A seen-remainder set is a valid way to explain cycle detection. Each generated repunit length has a remainder modulo k; if a remainder appears twice, the future sequence must repeat from that point because the transition formula depends only on the current remainder.

For this exact problem, a set is not necessary. There are only k possible remainders, so running the loop for at most k iterations gives the same termination guarantee. If remainder 0 has not appeared by then, the search has either already cycled or is forced to cycle next.

The set-based version is slightly more explicit and costs O(k) space. The bounded-loop version is cleaner and keeps the optimal O(1) space bound.

What if the number can use only a repeated digit other than `1`?

Suppose the number must be made of a repeated digit d, such as 777...7. The same remainder recurrence works, with d replacing 1:

next_remainder = (current_remainder * 10 + d) % k

The impossibility rule changes. The last digit is now d, so divisibility by 2 or 5 depends on that digit and on k. The most general approach is to skip the special-case rule and use cycle detection with either a seen set or a bounded loop over remainders. If remainder 0 appears, return the length; if the remainder sequence repeats, return -1.

This keeps the runtime O(k) and uses O(1) space with a bounded loop, or O(k) space with explicit cycle tracking.

What if the interviewer asks for the actual all-ones number?

For small answers, the number can be reconstructed as "1" * length after the length is found. That returns the exact decimal representation without risking integer overflow.

The tradeoff is output size. If the answer length is large, returning the string requires O(length) time and O(length) space just to produce the output. That is unavoidable because the caller asked for all digits. The divisibility search still uses O(1) working space before the final string is built.
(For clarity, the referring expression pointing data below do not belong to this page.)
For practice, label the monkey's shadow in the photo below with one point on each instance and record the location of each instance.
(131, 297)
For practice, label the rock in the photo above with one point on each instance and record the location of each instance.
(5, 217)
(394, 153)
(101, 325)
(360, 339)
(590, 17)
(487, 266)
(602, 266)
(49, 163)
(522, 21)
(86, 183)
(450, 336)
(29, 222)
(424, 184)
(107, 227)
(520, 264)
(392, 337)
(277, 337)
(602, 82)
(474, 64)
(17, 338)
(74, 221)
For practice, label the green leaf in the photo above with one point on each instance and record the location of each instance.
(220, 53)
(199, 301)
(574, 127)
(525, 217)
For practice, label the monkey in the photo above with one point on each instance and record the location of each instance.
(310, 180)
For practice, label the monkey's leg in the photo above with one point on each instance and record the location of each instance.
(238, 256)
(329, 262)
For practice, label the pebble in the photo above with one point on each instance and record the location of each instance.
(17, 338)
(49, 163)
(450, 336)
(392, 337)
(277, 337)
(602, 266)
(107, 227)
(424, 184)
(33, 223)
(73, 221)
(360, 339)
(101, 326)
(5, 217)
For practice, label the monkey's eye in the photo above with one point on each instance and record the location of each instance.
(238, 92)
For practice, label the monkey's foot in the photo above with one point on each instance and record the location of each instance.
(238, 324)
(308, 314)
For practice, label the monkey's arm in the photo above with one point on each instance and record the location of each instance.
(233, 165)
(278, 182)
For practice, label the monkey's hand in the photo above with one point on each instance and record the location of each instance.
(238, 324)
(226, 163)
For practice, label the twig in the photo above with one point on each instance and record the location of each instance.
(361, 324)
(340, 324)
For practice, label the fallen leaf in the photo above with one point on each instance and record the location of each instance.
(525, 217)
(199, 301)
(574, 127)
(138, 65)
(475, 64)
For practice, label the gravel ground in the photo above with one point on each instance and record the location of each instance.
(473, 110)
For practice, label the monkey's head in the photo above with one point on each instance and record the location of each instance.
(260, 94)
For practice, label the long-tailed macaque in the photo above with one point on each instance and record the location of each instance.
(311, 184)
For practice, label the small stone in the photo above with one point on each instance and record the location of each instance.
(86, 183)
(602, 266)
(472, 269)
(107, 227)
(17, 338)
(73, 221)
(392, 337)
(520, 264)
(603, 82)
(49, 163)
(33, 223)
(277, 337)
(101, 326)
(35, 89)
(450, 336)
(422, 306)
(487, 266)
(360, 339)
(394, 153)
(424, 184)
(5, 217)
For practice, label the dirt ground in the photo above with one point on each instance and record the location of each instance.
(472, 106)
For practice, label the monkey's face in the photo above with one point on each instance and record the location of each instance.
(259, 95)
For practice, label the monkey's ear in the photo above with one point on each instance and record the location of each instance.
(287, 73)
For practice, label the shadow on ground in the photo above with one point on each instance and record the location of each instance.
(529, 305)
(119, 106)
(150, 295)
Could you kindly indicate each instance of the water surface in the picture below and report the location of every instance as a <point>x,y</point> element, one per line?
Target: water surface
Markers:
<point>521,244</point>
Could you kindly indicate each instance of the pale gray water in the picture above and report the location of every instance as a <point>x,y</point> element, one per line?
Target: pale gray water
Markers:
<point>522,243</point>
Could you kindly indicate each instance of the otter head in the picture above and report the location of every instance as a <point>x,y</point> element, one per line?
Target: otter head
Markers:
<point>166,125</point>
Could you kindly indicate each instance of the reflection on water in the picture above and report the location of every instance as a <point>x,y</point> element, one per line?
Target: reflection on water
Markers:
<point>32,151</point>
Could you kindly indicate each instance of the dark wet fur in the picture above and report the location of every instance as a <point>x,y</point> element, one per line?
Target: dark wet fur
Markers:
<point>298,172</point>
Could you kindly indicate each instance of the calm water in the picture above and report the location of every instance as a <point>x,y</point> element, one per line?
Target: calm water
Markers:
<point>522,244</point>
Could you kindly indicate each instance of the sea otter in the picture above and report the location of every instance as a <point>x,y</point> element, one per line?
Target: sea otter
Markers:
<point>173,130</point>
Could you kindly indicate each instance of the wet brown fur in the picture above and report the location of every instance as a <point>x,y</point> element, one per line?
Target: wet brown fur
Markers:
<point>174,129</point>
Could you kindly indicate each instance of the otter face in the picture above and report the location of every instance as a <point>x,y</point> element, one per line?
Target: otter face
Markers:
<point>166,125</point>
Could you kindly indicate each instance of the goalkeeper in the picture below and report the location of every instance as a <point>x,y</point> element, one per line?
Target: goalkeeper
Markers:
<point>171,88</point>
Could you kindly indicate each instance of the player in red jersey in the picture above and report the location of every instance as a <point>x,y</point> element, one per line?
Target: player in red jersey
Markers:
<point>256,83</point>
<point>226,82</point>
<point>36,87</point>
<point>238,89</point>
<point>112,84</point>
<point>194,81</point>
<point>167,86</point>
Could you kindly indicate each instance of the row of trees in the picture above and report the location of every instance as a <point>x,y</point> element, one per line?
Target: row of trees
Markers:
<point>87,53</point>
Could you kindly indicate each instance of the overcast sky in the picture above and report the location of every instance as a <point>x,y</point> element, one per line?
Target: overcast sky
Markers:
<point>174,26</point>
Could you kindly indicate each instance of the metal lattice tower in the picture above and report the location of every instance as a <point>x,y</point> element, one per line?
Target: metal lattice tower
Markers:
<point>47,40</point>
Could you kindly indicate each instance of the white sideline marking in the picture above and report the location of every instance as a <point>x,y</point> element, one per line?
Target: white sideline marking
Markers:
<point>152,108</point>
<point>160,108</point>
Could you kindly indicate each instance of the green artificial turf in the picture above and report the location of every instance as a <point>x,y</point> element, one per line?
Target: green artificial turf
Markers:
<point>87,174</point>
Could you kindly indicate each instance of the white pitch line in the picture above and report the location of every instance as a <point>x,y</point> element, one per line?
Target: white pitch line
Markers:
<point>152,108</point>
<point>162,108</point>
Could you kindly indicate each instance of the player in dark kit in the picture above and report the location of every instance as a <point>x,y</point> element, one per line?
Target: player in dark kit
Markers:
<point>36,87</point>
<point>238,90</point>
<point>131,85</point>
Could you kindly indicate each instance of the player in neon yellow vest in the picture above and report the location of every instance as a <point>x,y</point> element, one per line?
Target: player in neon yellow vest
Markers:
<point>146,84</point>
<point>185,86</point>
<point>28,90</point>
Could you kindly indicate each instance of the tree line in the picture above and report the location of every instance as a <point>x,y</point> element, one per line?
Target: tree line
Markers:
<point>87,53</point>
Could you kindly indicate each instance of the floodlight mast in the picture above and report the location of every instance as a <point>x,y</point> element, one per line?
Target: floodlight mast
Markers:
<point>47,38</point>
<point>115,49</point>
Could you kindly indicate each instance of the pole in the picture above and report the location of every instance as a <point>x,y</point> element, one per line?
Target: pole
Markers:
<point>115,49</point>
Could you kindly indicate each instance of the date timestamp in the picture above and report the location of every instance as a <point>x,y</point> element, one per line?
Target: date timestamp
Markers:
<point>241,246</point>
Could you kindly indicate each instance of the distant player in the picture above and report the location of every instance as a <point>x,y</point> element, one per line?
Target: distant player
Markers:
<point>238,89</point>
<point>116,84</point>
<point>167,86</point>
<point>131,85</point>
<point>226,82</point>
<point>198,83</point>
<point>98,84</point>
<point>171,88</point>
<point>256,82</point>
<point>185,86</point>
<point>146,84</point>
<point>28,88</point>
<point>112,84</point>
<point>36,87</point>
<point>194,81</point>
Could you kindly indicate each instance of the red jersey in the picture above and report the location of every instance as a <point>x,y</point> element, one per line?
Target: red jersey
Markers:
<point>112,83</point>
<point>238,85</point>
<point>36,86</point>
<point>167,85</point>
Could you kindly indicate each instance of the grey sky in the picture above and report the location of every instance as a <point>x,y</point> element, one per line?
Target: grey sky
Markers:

How would this change if `k` is very large and there are many queries?

For one query, the linear remainder simulation is already the right practical answer. With many repeated queries, caching answers by k is the simplest improvement if the same divisors appear again.

If the queries are for many different k values, there is no single small precomputation that answers all of them cheaply, because each divisor has its own remainder transition graph. The best shared optimization is to reject divisors with factors 2 or 5 immediately, then run the O(k) simulation for the remaining cases. If query limits are extreme, the interviewer is likely looking for number-theory discussion around the multiplicative order of 10 modulo factors of k, but that is more complex than the usual LeetCode solution and has heavier implementation risk.

Can the answer ever be larger than `k`?

No. If a solution exists, there is one with length at most k.

The reason is the same pigeonhole argument used for termination. Among the first k repunit remainders, either one is 0, or two nonzero remainders are the same. A repeated nonzero remainder means the process is cycling without having reached divisibility. Therefore a first successful length, when it exists, must appear within those first k attempts.

This is why the loop bound is not just a performance optimization. It is part of the correctness proof.

Practical takeaway

This problem is a compact test of modular arithmetic. The prompt describes a huge decimal number, but divisibility only needs the current remainder. Once the candidate number is replaced by its remainder, appending another 1 becomes a constant-time update, and the finite number of possible remainders gives a clear stopping rule.